Me he tomado la agradable molestia de hacer unas cuantas cuentas analizando las puntuaciones finales en Liga y las plazas obtenidas por Osasuna desde el ascenso a Primera de 1980. Son 36 temporadas divididas en varias fases y he ajustado las puntuaciones al sistema que rige desde hace años: 3 puntos por victoria –comenzó en la 95-96– y ligas de 20 equipos –arrancó en la campaña 87-88–. El resumen es que en los 7 primeros años desde el retorno se logró una media de 45,7 puntos por campaña y se obtuvo una posición final situada en el puesto 12,3. Desde aquel año, Osasuna ha jugado en cuatro épocas distintas en Primera –87/88 a 93/94, 2000/01 a 13/14, 16/17 y de 19/20 a 25/26–, completando un total de 29 campañas.

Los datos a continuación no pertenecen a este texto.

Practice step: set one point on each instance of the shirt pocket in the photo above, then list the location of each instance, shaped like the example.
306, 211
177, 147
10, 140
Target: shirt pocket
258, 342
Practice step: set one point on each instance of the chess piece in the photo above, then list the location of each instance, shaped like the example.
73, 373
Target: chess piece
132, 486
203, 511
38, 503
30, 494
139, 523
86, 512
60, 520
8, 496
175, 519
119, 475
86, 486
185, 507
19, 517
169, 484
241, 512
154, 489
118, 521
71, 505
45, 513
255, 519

Su media de puntos es de 46,4 y su posición, la 12. Esto indica que generalmente ha sido un equipo sólido -los años de los descensos se lograron 34 puntos, 39 y 22, respectivamente- por encima de los 40 puntos y con temporadas concretas por encima de los 50.

En total, han sido 2 temporadas por encima de 60 puntos (1990/91 y 2005/6, en ambas fuimos cuartos), ocho más por encima de 50, 19 entre 40 y 50, 6 por debajo de 40 y 1 por debajo de 30, para, como digo, una media global de 46,2 puntos. ¿Qué nos viene a decir esto? Bueno, imagino que teniendo en cuenta que de esas 36 campañas nos hemos metido en 5 ocasiones en Europa –1 vez de cada 7– y vistos los números globales, el presupuesto anual que se maneja y los límites salariales del equipo y de otras plantillas, lo más lógico es pensar que claramente el objetivo primordial de cada temporada es mantenerse y, una vez logrado eso, si estás de que sí y te responde el estado de forma de la plantilla, pues a degüello a por la plaza europea. Una aventura que, no obstante, todos sabemos que a veces tiene más pros que contras. No se trata de querer ser equipo pequeño, sino de ser primero realista.